Kerangka Pikir Dasar
Keberadaan konselor dalam sistem pendidikan nasional dinyatakan sebagai
salah satu kualifikasi pendidik, sejajar dengan kualifikasi guru, dosen, pamong
belajar, tutor, widyaiswara, fasilitator, dan instruktur (UU No. 20 Tahun 2003
pasal 1 ayat 6). Kesejajaran posisi ini tidaklah berarti bahwa semua tenaga
pendidik itu tanpa keunikan konteks tugas dan ekspestasi kerja. Demikian juga konselor memiliki keunikan konteks
kerja dan ekspektasi kinerja yang tidak persis sama dengan guru.

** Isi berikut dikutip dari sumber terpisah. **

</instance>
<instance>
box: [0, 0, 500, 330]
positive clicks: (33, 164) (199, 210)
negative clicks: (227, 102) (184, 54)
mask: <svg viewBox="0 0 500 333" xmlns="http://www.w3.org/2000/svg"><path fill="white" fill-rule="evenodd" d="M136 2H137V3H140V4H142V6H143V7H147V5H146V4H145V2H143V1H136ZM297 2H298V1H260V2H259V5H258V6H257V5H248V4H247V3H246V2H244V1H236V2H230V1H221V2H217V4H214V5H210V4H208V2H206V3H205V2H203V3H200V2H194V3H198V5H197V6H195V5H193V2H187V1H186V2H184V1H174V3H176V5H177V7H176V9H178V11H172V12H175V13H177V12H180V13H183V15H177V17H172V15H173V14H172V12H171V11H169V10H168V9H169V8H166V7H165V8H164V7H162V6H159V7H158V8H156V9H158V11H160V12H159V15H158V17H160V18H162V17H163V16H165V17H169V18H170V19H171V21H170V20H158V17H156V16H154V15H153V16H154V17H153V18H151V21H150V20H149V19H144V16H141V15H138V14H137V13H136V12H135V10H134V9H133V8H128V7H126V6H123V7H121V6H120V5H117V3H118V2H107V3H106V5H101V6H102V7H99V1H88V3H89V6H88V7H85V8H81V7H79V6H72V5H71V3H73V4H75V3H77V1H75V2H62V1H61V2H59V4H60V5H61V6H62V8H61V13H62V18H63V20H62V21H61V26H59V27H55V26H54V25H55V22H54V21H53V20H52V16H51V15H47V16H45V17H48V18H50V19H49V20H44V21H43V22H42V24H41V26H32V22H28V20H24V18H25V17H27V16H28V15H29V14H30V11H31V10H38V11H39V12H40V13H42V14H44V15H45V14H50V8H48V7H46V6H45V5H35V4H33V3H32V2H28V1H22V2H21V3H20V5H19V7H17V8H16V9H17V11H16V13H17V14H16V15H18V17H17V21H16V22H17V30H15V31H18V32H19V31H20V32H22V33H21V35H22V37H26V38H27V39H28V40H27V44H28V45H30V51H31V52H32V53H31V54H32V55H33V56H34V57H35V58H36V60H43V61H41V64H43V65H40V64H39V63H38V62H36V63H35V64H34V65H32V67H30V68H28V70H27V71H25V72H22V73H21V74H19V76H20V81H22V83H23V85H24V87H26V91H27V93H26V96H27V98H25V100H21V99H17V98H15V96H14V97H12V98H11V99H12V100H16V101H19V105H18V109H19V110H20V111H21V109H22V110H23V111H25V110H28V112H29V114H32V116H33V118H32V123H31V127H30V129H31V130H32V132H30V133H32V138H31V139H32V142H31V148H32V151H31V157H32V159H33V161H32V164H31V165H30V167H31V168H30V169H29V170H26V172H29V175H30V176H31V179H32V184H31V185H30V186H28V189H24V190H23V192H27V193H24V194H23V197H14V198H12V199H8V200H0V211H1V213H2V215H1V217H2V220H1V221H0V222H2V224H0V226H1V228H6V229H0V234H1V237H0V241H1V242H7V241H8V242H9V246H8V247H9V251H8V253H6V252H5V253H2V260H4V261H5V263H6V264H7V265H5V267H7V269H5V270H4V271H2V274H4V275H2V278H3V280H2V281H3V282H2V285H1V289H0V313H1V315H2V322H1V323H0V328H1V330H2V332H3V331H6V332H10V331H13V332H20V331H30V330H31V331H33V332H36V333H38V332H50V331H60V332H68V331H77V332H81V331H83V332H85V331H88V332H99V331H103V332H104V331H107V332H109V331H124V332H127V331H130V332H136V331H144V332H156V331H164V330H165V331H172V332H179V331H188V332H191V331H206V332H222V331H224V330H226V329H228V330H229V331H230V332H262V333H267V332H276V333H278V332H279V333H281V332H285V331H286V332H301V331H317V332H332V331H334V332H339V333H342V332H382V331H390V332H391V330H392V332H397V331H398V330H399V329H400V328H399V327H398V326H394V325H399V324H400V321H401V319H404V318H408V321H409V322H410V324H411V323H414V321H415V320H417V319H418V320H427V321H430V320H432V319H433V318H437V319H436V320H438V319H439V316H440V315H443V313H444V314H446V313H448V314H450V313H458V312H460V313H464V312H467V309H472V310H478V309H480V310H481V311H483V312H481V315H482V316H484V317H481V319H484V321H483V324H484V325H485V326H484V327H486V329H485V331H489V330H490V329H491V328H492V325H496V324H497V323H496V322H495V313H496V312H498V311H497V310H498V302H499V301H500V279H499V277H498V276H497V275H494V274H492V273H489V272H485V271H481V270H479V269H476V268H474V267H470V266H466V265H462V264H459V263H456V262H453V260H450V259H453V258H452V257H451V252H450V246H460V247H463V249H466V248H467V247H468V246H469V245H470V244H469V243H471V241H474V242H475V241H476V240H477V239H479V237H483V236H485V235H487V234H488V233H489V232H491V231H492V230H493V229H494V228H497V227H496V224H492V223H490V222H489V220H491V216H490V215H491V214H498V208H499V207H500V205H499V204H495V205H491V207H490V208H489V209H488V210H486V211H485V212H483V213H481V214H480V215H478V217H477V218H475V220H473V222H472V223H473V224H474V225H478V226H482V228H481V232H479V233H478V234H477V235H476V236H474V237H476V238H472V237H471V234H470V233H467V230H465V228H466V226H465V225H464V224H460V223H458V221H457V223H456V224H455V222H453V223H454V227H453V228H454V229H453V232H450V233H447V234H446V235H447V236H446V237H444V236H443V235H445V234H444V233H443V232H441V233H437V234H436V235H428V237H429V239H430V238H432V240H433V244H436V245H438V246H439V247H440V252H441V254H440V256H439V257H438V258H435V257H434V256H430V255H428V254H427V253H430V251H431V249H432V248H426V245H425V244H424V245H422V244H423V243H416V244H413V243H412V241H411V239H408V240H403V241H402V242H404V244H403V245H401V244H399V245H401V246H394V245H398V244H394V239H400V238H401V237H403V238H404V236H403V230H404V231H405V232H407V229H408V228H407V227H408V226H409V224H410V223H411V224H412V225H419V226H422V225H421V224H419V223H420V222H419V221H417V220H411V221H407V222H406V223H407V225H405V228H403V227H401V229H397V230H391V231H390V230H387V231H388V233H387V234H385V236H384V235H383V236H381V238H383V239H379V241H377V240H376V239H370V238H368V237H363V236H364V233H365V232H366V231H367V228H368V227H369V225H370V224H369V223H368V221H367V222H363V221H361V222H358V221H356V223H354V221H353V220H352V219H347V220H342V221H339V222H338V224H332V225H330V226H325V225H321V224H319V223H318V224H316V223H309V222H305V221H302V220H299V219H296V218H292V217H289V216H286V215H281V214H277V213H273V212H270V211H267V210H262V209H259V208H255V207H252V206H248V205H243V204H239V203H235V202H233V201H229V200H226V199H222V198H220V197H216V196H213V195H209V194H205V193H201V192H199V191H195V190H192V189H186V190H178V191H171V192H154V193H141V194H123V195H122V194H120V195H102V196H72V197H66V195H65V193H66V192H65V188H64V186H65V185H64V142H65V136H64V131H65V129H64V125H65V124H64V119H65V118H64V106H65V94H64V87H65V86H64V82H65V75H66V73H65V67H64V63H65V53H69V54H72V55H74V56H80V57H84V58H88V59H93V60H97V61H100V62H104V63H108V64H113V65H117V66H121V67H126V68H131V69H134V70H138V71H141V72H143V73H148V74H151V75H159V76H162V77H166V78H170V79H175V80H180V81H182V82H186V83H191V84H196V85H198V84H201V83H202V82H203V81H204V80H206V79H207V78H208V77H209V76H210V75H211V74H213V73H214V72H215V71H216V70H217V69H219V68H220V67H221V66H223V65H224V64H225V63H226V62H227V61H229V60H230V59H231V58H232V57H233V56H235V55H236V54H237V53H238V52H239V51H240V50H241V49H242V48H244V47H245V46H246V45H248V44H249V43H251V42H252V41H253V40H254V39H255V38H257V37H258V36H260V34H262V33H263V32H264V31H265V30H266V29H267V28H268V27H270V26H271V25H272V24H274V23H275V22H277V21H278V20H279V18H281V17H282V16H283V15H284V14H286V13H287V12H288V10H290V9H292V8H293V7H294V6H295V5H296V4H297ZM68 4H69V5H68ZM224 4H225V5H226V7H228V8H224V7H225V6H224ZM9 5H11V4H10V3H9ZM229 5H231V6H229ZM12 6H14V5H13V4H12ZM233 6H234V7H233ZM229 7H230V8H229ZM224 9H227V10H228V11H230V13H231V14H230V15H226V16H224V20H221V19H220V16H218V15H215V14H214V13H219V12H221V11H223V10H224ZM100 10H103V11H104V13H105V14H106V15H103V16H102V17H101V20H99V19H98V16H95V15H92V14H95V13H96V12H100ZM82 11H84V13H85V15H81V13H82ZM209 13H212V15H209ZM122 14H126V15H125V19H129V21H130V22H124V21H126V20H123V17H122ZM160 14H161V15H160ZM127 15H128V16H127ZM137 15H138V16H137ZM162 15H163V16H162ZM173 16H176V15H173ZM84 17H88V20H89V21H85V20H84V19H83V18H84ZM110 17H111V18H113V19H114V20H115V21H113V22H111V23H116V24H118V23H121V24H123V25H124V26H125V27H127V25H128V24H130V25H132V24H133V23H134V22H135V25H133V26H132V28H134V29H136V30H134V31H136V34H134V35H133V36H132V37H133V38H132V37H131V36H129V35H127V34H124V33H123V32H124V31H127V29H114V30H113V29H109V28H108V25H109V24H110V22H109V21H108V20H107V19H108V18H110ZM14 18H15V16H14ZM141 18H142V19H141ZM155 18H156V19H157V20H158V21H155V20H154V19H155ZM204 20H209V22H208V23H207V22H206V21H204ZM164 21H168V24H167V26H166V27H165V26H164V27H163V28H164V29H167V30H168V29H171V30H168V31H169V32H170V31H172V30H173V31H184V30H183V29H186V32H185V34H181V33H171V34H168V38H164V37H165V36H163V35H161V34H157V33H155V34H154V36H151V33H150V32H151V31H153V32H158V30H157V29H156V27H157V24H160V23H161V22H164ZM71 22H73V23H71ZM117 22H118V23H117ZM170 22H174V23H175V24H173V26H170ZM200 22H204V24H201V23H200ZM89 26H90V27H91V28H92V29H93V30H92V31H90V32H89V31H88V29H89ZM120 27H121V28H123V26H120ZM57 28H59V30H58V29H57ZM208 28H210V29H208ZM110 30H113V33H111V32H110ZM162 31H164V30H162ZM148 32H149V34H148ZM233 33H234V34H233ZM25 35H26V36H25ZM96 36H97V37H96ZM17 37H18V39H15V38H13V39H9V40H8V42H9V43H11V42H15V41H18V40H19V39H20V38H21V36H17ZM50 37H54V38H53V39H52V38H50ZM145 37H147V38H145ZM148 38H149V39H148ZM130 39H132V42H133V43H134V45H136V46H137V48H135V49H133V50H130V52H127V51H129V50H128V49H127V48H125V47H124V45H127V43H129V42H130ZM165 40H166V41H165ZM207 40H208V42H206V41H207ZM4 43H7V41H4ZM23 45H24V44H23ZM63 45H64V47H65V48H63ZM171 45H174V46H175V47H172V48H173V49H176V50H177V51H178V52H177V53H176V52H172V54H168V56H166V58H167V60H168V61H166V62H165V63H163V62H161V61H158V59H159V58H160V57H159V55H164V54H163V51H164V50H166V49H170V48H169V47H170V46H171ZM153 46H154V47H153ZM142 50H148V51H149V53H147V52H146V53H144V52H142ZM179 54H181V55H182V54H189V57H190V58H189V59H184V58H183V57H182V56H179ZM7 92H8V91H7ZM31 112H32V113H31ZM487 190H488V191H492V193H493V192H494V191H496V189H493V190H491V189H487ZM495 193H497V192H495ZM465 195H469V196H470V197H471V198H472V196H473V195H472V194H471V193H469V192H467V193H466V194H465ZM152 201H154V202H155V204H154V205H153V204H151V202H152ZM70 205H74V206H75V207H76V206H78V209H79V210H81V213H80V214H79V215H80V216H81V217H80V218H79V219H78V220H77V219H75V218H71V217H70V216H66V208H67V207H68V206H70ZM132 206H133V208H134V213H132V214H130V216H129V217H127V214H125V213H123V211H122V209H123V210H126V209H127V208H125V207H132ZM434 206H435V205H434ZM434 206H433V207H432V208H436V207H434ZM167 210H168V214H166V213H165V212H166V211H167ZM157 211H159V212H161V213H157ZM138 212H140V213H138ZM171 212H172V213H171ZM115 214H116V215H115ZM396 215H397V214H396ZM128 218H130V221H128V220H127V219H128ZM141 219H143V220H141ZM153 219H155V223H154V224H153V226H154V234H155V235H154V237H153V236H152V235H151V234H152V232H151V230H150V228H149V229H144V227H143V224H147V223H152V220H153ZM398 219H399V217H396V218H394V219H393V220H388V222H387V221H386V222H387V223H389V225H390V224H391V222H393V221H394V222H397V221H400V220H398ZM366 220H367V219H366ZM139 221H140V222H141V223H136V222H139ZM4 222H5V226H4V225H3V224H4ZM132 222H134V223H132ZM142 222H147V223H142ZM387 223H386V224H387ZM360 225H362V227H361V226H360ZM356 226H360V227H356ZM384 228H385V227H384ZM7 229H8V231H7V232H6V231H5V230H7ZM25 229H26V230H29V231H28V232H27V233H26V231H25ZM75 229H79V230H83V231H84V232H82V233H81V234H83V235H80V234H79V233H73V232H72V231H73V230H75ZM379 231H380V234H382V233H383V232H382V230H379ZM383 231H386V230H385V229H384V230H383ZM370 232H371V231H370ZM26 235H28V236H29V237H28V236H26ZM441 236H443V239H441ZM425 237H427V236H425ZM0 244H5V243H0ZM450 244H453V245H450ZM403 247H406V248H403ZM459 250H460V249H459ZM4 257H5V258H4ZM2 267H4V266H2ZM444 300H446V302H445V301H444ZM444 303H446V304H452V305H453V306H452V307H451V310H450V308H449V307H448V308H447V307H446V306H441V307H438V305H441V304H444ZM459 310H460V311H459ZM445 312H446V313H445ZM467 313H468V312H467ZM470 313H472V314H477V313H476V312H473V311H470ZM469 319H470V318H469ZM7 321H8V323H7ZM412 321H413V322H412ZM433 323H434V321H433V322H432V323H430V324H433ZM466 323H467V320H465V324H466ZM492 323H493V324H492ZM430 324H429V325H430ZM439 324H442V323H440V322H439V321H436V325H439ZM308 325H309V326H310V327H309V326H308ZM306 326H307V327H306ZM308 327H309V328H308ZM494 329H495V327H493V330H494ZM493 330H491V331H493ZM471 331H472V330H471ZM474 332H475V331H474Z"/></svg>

Hal ini
mengandung implikasi bahwa untuk masing-masing kualifikasi pendidik, termasuk
konselor, perlu disusun standar kualifikasi akedemik dan kompetensi berdasar
kepada konteks tugas dan ekspektasi kinerja masing-masing.
Dengan mempertimbangkan
berbagai kenyataan serta pemikiran yang telah dikaji, bisa ditegaskan bahwa
pelayanan ahli bimbingan dan konseling yang dianggap oleh konselor berada dalam
konteks tugas ”kawasan pelayanan yang bertujuan mendirikan individu dalam menavigasi
perjalanan hidupnya melalui pengambilan keputusan tentang pendidikan termasuk
yang terkait dengan keperluan untuk memilih, meraih serta mempertahankan karir
untuk mewujudkan kehidupan yang produktif dan sejahtera, serta untuk menjadi
warga masyarakat yang peduli masalah umum melalui pendidikan”.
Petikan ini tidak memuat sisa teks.